295'000: So viele über 65-Jährige leben in der Schweiz aktuell an der Armutsgrenze. 46'000 von ihnen sind gar ausweglos arm, haben also nicht genug Erspartes, um ihr bescheidenes Einkommen zu kompensieren. Zu diesem Schluss kommt eine Studie von Pro Senectute Schweiz.
Im Ausland musste ich die Jobs annehmen, die ich bekommen konnte und kam finanziell nie mehr auf einen grünen Zweig.
«Für 86 Prozent der Rentnerinnen und Rentner schafft das Drei-Säulen-System finanzielle Sicherheit – das ist aber auch die einzige gute Nachricht», sagt Alexander Widmer, Studienverantwortlicher und Geschäftsleitungsmitglied bei Pro Senectute. Denn die restlichen 14 Prozent müssen von gut 2200 Franken monatlich leben. Dieses Geld muss reichen für Miete, Krankenkasse, Steuern, Kleider und Essen.
Altersarmut hat viele Gesichter
Einer von ihnen ist auch Michel Mortier. Dem 87-jährigen Rentner aus dem Kanton Zug bleiben nach Abzug von Miete und Krankenkasse rund 600 Franken pro Monat zum Leben. Für die Liebe zu seiner afrikanischen Frau hat der studierte Chemiker vor vielen Jahren die Schweiz verlassen – auf Kosten der finanziellen Sicherheit im Alter: «Ich hatte eine sehr gute Stellung hier bei einer amerikanischen Firma. Die habe ich aufgegeben und ging dann ins Ausland, mit praktisch gar keinen finanziellen Reserven», sagt Mortier. «Danach musste ich die Jobs annehmen, die ich bekommen konnte.» Finanziell kam er so nie mehr auf einen grünen Zweig.
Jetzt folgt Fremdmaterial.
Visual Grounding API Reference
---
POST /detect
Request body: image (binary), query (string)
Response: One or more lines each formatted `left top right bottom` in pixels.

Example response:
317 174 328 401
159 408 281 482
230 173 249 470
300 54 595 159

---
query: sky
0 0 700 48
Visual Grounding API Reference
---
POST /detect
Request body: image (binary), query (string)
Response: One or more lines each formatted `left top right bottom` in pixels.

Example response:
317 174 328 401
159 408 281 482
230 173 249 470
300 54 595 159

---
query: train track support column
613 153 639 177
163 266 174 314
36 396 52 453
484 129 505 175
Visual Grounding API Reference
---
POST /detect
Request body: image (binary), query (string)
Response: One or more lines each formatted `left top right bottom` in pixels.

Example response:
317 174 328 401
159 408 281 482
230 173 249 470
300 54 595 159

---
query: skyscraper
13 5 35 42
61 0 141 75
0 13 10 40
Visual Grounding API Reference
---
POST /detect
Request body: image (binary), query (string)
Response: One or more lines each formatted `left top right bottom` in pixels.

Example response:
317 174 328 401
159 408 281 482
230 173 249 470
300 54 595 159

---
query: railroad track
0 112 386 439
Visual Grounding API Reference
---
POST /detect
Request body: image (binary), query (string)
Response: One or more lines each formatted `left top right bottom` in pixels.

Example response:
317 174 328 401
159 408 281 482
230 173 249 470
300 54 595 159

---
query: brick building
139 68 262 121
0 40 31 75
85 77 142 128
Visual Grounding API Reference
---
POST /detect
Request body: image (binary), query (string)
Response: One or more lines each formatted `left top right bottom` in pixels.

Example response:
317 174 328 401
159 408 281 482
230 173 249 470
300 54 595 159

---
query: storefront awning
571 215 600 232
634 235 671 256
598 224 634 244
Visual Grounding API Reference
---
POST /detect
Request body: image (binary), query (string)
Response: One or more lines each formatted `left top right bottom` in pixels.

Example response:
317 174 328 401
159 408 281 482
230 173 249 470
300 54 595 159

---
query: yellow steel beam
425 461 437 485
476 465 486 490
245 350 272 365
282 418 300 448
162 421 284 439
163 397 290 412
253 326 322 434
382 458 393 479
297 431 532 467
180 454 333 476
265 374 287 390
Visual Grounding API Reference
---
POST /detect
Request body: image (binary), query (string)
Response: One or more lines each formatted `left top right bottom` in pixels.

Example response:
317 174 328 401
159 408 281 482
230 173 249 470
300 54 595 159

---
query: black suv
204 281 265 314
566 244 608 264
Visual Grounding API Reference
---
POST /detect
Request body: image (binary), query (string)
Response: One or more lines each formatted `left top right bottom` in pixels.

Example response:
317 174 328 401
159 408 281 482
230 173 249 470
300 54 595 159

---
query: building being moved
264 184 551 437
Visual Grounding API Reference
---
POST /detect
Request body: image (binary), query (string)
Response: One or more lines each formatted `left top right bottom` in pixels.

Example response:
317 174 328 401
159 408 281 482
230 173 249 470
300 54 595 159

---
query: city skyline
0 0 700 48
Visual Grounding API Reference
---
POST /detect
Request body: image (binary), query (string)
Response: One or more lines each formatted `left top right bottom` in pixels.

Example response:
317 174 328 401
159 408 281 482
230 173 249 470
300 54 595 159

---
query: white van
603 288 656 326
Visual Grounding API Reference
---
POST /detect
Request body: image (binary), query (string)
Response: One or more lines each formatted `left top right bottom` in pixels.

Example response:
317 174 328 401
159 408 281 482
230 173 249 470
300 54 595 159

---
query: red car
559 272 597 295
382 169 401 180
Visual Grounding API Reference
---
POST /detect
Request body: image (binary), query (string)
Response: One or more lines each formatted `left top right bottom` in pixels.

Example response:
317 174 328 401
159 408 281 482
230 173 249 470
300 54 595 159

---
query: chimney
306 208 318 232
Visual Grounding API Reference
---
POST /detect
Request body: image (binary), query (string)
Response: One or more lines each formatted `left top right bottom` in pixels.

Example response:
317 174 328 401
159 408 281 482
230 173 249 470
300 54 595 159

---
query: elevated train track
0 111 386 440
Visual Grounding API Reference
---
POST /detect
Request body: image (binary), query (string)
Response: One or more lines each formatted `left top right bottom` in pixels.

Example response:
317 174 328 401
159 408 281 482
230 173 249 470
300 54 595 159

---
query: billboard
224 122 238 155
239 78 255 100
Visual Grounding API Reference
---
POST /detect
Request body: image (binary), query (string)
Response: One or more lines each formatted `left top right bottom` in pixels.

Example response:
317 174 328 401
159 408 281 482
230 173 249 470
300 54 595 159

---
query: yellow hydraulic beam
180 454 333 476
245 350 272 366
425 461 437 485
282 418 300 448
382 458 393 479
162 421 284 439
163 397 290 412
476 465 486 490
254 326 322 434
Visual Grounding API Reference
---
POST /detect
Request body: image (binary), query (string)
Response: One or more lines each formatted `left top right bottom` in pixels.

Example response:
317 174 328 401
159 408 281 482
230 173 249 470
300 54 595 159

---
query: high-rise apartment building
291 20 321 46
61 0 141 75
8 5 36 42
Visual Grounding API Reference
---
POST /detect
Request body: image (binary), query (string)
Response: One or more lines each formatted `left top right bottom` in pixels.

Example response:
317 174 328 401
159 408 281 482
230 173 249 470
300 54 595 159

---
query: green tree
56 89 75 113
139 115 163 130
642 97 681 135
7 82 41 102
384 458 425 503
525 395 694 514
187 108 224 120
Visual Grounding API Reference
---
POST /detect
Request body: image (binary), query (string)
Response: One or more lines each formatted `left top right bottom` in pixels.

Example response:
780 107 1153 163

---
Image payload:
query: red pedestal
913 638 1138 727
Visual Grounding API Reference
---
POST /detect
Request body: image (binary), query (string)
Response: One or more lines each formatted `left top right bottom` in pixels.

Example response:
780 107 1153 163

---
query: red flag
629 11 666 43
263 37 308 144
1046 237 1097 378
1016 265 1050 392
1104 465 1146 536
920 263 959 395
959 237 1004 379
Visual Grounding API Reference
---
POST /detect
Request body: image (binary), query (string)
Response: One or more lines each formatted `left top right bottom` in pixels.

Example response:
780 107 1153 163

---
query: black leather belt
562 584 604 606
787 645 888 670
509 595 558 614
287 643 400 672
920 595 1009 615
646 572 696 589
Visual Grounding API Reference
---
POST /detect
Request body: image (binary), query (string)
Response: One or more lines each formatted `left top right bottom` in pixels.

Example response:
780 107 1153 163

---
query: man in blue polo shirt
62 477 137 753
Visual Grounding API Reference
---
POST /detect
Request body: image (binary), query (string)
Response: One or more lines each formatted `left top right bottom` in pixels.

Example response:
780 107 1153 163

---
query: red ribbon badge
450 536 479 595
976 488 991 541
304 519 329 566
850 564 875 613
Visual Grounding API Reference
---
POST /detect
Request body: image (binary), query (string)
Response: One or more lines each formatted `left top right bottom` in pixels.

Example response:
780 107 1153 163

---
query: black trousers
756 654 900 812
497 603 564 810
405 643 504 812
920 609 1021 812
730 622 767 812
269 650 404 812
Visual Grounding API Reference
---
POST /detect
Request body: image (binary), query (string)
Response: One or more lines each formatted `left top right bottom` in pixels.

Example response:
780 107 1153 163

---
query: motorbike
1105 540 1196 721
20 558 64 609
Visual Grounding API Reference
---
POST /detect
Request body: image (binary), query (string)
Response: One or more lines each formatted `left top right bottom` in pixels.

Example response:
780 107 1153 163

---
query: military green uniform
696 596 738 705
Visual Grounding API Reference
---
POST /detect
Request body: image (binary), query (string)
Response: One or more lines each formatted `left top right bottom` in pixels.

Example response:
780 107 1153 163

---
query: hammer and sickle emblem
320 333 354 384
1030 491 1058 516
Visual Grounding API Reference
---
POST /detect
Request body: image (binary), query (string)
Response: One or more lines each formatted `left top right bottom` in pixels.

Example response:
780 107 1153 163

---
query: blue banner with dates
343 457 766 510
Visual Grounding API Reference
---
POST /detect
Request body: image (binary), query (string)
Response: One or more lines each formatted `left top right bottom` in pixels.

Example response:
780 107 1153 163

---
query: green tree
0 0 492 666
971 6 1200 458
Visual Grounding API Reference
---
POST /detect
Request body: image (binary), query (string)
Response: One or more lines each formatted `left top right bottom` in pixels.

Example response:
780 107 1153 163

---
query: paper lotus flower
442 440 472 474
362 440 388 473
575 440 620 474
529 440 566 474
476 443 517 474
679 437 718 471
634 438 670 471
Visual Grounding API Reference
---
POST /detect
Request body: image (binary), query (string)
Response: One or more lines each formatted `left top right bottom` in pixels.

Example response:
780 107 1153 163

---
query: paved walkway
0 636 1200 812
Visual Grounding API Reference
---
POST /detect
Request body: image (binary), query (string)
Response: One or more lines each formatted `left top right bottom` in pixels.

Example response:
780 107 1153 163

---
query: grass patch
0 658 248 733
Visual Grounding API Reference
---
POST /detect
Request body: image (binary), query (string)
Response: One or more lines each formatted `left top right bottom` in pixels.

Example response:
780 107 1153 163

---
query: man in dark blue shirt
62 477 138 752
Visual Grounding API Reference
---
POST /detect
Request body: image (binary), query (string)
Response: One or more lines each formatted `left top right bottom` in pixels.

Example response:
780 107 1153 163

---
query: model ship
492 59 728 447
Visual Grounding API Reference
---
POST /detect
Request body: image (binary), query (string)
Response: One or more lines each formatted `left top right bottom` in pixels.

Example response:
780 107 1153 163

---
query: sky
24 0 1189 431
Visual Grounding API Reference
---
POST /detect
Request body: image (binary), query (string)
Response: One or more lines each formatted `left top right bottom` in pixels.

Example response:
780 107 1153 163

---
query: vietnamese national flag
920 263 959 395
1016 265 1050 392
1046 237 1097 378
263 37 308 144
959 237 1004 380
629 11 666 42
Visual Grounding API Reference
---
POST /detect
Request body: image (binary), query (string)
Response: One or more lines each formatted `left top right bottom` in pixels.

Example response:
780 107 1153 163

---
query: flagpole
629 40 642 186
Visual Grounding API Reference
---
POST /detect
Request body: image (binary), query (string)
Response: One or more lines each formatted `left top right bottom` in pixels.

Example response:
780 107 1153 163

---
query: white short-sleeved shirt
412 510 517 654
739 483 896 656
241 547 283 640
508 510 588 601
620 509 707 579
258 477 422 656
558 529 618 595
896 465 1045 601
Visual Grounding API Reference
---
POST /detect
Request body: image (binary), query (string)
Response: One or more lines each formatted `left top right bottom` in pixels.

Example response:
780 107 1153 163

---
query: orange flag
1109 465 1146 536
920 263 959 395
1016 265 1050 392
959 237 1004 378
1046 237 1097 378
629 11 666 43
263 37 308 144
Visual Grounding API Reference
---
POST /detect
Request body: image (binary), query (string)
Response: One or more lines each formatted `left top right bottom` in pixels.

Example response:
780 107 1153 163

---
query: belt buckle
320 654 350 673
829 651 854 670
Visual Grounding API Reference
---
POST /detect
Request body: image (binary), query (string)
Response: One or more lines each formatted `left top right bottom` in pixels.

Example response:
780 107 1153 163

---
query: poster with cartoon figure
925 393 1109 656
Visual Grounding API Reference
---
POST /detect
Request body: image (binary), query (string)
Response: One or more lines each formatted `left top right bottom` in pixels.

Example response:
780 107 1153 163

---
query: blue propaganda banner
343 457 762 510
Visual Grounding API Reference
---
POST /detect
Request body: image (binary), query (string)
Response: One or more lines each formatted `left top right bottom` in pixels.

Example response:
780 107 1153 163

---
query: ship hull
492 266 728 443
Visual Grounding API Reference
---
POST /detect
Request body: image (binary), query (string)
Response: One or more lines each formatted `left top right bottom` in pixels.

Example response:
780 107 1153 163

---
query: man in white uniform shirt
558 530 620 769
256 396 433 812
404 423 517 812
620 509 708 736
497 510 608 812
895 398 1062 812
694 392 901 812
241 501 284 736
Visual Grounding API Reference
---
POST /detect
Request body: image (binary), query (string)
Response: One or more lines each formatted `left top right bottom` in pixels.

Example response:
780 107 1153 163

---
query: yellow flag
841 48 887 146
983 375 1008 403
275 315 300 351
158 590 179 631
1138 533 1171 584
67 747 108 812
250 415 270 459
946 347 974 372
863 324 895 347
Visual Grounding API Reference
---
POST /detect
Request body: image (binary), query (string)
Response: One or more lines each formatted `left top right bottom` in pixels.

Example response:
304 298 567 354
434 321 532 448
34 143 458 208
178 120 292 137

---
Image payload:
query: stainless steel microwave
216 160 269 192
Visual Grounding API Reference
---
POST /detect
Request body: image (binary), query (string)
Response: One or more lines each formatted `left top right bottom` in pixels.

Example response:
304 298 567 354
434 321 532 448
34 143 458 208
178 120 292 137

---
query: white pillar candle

Neben seinen Söhnen unterstützt ihn auch Pro Senectute finanziell. Denn mit seinen Rentenzahlungen und den AHV-Ergänzungleistungen alleine käme er nicht über die Runden.
Besonders gefährdet, im Alter in die Armutsfalle zu tappen, sind Personen mit niedrigem Bildungsniveau und Migrationshintergrund. Frauen sind häufiger betroffen als Männer und die Landbevölkerung eher als die Städter. Ein nicht unerheblicher Teil dieser Armut wird vom privaten Umfeld abgefedert. Die Dunkelziffer dürfte somit um einiges höher liegen, schätzt Pro Senectute. Hinzu kommt, dass Altersarmut nach wie vor ein Tabuthema ist – die Betroffenen scheuen sich, darüber zu sprechen.
Das müsse sich ändern, sagt Alexander Widmer. «Es darf keine Stigmatisierung mehr geben. Das heisst, wer betroffen ist, muss Hilfe suchen können.» Auch brauche es dringend eine Reform der zweiten Säule im Tieflohn Sektor und im Bereich der Teilzeitbeschäftigung. Zudem müsse die Bevölkerung sensibilisiert werden, sich bereits früh mit der Altersvorsorge auseinander zu setzen.
Es darf keine Stigmatisierung mehr geben. Das heisst, wer betroffen ist, muss Hilfe suchen können.
Zeit sinnvoll einsetzen
Das ist auch das Ziel von Michel Mortier. Kürzlich ist seine Frau verstorben. Der Pensionär möchte seine Zeit einsetzen, um Betroffenen zu helfen und die Altersarmut offen zu thematisieren. An seinem Wohnort Zug plant er, eine Selbsthilfegruppe zu gründen. Damit möchte er etwas von dem zurückgeben, was er in seiner Situation an Unterstützung erfährt: «Mit unserer Zeit und Erfahrung können wir sehr viel beitragen. Und uns die Ergänzungsleistungen ein Stück weit verdienen.» Vielleicht bleibt so dem einen oder der anderen ein ähnliches Schicksal erspart.